If $H$ is a finite group of order $r$ and $x\in H$, we can see that $x^r=1$. This is because we have the set $\langle x\rangle:=\{1,x,x^2,\ldots,x^r\}\subset H$, and if $x^r\neq 1$ then $\langle x\rangle$ has more elements than $H$, a contradiction. We say that $\min\{t\in\mathbb{N}:x^t=1\}$ is the order of $x$.
If $t$ is the order of $x$, then $r=st+b$ for some $s$ and $0\leq b<t$. We have that $1=x^r=(x^{t})^sx^b=1^sx^b=x^b=1$, and because of the minimality of $t$, we must have that $b=0$. This shows that $t\mid r$. In fact the same proof shows that if $k$ is any number such that $x^k=1$, then $t\mid k$.
Let's look at the problem now. We can see that $AB=\{ab:a\in A,b\in B\}$ has order less than or equal to $mn$ (one reason is that the function $A\times B\to AB$ that sends $(a,b)\mapsto ab$ is surjective and $|A\times B|=mn$).
When exactly is $ab=a'b'$? This happens if and only if $a(a')^{-1}=b(b)^{-1}$ (because $G$ is abelian).
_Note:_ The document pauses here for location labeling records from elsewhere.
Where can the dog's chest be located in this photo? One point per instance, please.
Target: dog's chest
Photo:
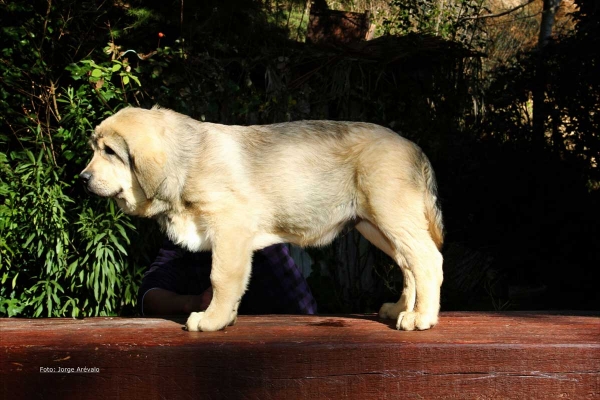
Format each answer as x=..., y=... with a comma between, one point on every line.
x=187, y=231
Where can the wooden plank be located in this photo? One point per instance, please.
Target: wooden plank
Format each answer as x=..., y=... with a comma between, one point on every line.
x=467, y=356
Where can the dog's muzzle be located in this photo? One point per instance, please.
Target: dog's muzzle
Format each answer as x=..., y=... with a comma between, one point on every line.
x=85, y=177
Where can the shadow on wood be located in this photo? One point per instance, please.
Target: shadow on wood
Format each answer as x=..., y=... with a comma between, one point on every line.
x=468, y=355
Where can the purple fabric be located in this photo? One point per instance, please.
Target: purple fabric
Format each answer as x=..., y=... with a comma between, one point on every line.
x=276, y=286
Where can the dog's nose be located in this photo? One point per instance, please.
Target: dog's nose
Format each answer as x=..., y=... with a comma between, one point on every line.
x=85, y=177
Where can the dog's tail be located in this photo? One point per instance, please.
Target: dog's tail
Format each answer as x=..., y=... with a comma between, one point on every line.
x=433, y=212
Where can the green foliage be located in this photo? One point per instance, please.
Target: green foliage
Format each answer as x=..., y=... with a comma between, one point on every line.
x=452, y=20
x=61, y=252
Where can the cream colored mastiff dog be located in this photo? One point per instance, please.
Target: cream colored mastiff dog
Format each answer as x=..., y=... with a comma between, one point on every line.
x=236, y=189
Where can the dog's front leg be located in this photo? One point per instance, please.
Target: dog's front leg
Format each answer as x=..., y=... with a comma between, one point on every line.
x=231, y=265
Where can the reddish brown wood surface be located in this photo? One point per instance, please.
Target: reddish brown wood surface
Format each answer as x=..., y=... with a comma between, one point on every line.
x=467, y=356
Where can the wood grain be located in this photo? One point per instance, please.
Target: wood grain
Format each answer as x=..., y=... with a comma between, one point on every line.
x=467, y=356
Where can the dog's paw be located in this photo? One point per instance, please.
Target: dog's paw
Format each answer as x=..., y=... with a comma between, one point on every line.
x=389, y=311
x=412, y=320
x=393, y=310
x=193, y=322
x=199, y=321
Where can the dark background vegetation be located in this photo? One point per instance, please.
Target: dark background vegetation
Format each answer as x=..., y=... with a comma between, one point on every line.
x=520, y=198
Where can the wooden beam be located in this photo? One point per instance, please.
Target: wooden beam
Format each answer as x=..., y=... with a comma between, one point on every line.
x=467, y=356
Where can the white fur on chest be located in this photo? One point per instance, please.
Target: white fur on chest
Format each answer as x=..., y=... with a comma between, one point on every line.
x=187, y=231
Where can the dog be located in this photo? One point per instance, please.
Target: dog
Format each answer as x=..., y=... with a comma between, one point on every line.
x=236, y=189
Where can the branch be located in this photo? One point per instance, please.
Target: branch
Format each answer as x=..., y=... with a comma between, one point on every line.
x=500, y=13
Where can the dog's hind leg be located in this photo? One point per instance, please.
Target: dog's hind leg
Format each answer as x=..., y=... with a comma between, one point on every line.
x=400, y=218
x=407, y=299
x=232, y=263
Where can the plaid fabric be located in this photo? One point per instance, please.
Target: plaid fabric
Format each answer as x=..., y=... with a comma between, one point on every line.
x=276, y=286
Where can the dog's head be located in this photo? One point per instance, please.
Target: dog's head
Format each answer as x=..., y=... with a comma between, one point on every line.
x=129, y=159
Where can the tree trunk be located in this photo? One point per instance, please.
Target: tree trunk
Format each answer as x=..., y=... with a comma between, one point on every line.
x=540, y=112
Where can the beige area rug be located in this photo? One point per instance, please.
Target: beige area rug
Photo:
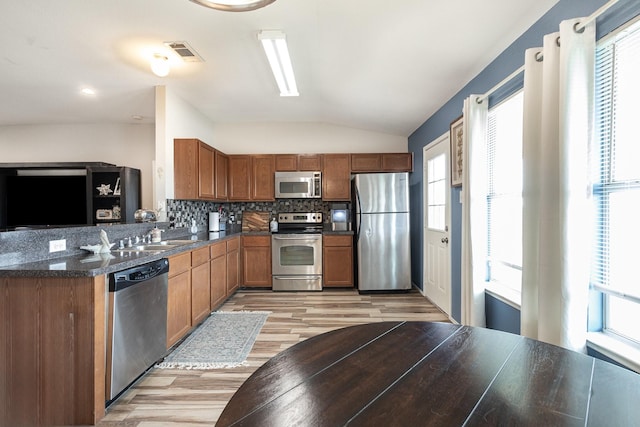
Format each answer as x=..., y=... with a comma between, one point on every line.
x=223, y=340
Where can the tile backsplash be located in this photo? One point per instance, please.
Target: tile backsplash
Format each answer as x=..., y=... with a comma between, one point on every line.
x=180, y=213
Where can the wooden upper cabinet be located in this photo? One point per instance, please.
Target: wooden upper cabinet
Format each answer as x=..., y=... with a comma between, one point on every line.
x=336, y=177
x=366, y=162
x=263, y=180
x=397, y=162
x=381, y=162
x=221, y=170
x=206, y=172
x=185, y=166
x=239, y=177
x=251, y=177
x=298, y=162
x=309, y=162
x=194, y=166
x=286, y=162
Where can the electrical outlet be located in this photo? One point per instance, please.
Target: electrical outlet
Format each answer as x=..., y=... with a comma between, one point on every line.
x=57, y=245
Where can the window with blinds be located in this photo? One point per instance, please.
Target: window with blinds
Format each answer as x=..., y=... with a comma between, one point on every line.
x=504, y=193
x=616, y=183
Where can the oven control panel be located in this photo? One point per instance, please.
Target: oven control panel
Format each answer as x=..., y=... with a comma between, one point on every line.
x=300, y=217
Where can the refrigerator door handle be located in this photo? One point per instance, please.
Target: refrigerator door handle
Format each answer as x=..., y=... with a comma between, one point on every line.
x=359, y=211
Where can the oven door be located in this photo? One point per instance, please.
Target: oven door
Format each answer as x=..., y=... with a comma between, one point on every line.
x=296, y=254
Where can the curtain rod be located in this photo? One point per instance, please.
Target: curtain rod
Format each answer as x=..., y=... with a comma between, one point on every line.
x=596, y=14
x=488, y=93
x=580, y=27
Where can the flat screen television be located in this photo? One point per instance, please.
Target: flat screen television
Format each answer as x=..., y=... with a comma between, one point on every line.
x=46, y=198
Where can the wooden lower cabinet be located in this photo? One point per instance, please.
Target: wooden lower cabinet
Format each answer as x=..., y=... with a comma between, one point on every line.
x=179, y=297
x=337, y=260
x=52, y=350
x=200, y=285
x=233, y=265
x=256, y=261
x=218, y=269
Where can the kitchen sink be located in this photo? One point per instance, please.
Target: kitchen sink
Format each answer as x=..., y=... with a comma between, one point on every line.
x=155, y=247
x=152, y=247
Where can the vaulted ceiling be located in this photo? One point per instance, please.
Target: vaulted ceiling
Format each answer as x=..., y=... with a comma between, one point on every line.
x=378, y=65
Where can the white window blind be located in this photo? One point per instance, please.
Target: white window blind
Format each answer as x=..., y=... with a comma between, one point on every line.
x=504, y=195
x=616, y=182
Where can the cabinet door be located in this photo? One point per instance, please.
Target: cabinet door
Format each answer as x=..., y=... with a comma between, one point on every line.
x=222, y=169
x=256, y=261
x=366, y=162
x=218, y=269
x=218, y=280
x=337, y=261
x=233, y=265
x=397, y=162
x=185, y=168
x=200, y=292
x=336, y=177
x=239, y=177
x=286, y=162
x=263, y=167
x=206, y=171
x=178, y=307
x=309, y=162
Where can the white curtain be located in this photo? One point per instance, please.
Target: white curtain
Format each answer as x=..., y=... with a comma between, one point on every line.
x=558, y=121
x=474, y=224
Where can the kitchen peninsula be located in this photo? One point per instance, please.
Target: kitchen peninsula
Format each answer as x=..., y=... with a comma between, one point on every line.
x=53, y=328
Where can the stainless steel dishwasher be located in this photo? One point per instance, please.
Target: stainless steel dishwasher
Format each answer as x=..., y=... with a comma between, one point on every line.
x=136, y=323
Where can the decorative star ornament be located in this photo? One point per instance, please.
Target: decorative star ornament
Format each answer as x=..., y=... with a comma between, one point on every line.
x=104, y=189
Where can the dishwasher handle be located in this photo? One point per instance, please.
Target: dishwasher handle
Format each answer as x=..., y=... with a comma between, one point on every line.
x=125, y=278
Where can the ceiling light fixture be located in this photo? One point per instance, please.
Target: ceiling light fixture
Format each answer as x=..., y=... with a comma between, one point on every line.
x=160, y=65
x=234, y=5
x=275, y=47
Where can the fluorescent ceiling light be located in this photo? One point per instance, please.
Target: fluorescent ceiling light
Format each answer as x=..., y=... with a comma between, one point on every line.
x=275, y=46
x=234, y=5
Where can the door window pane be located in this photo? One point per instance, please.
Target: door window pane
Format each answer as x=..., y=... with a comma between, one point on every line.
x=437, y=180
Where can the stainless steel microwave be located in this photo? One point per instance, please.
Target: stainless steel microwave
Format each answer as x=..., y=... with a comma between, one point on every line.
x=298, y=185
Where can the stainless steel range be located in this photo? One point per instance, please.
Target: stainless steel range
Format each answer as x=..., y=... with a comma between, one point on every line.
x=296, y=263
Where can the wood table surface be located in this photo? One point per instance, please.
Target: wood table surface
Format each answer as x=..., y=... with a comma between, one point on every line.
x=433, y=374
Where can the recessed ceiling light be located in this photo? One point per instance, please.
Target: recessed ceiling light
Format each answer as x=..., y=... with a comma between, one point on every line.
x=234, y=5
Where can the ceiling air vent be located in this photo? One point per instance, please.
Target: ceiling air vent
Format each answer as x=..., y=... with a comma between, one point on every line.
x=184, y=51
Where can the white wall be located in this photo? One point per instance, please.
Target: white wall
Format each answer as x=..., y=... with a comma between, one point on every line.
x=266, y=138
x=120, y=144
x=149, y=147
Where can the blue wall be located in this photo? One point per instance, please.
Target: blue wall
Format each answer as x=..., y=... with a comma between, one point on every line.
x=507, y=62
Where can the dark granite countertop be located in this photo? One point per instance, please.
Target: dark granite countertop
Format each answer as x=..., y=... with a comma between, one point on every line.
x=89, y=265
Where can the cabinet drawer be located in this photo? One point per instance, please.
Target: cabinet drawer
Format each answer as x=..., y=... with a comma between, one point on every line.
x=218, y=249
x=256, y=241
x=338, y=240
x=179, y=263
x=233, y=244
x=199, y=256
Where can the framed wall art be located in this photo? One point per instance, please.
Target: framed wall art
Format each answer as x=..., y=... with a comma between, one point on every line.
x=455, y=136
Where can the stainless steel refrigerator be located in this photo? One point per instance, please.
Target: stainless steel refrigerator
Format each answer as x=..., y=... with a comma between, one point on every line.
x=381, y=204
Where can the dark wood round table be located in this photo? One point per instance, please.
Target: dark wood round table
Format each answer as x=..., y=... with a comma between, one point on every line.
x=427, y=373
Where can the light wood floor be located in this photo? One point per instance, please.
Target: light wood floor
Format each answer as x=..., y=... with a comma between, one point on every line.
x=172, y=397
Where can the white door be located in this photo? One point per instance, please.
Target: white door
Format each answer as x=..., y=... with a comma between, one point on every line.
x=437, y=195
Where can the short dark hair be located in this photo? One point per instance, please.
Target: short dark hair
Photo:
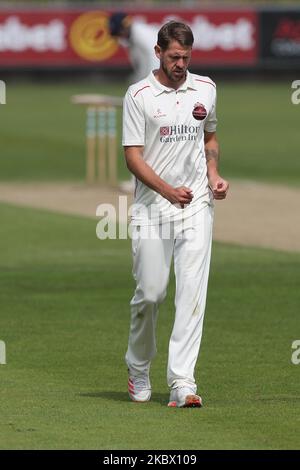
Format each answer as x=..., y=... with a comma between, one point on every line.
x=175, y=31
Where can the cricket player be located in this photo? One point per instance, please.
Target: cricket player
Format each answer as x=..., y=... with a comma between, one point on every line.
x=170, y=144
x=139, y=38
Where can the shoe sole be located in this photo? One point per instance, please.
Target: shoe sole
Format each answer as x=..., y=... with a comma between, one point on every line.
x=191, y=401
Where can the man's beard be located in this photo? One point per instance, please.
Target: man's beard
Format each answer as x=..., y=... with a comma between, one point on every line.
x=170, y=74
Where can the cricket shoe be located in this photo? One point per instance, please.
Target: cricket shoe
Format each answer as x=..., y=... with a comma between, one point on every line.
x=184, y=397
x=139, y=387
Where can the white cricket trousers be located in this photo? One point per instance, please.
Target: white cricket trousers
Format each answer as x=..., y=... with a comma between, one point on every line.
x=153, y=248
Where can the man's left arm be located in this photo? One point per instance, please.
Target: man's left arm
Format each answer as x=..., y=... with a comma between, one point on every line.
x=217, y=184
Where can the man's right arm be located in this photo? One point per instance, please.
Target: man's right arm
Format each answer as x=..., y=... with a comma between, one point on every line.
x=143, y=172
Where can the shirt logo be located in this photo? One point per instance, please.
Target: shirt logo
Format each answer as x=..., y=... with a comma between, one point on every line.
x=159, y=113
x=199, y=111
x=164, y=130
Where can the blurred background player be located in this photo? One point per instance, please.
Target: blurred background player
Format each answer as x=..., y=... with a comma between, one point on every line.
x=139, y=38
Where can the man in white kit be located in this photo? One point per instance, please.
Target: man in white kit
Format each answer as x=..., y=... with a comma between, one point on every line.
x=170, y=144
x=139, y=38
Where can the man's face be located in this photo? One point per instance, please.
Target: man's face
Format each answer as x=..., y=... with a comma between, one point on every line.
x=174, y=61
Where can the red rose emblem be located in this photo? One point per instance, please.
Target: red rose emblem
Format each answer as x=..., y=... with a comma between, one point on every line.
x=199, y=112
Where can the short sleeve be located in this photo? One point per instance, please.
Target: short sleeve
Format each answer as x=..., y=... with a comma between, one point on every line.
x=211, y=121
x=133, y=121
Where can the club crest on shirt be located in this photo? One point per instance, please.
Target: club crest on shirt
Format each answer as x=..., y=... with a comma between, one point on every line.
x=159, y=113
x=165, y=130
x=199, y=111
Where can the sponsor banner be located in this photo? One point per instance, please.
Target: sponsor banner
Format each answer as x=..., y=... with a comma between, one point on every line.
x=280, y=32
x=81, y=38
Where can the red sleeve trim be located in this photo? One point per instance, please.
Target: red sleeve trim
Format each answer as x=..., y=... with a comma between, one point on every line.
x=204, y=81
x=147, y=86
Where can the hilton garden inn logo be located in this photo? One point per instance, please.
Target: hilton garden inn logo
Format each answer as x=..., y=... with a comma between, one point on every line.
x=179, y=133
x=2, y=92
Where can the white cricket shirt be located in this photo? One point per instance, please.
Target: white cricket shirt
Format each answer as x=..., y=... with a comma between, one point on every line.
x=161, y=120
x=143, y=36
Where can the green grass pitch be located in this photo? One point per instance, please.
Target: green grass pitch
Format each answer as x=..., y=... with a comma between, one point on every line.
x=65, y=319
x=43, y=135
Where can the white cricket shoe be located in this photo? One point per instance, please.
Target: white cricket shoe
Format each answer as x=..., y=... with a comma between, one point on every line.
x=139, y=387
x=184, y=397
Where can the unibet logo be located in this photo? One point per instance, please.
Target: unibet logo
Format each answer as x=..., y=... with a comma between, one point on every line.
x=90, y=38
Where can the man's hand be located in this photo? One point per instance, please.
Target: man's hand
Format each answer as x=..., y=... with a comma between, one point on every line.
x=219, y=187
x=181, y=195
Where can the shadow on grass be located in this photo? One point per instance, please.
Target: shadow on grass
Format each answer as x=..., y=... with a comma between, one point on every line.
x=161, y=398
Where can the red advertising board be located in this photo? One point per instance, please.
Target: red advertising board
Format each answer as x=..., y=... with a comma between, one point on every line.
x=65, y=38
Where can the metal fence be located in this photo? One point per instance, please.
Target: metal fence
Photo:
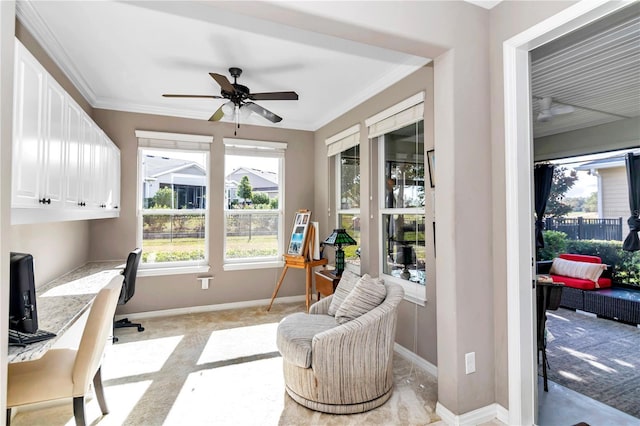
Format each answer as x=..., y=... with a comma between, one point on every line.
x=587, y=229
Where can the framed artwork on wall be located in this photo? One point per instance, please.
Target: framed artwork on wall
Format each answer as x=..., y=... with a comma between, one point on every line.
x=299, y=233
x=431, y=159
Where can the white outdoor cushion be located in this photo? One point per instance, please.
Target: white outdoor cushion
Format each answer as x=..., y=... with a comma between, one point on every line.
x=582, y=270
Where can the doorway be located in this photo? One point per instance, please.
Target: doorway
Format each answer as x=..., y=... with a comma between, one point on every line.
x=518, y=161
We see that $(a(a')^{-1})$ is in $A$, and so $1=(a(a')^{-1})^{m}=(b(b')^{-1})$. Similarly, we have that $1=(b(b')^{-1})^n=(a(a')^{-1})^m$. Because of what we said earlier we have that the order of $b(b')^{-1}$ divides $m$ and $n$ (and the same with the order of $a(a')^{-1}$). Since $m$ and $n$ are relatively prime, these orders must be equal to 1, and so $b=b'$ and $a=a'$. Thus every element of $AB$ is uniquely written as $ab$ with $a\in A$ and $b\in B$, and so we see that the function $A\times B\to AB$ we described earlier is a bijection, and so we're done.
Of course in this proof I proved Lagrange's theorem....
Another proof would consist of showing that the function $A\times B\to AB$ is an isomorphism (although I'm sure you would use Lagrange too).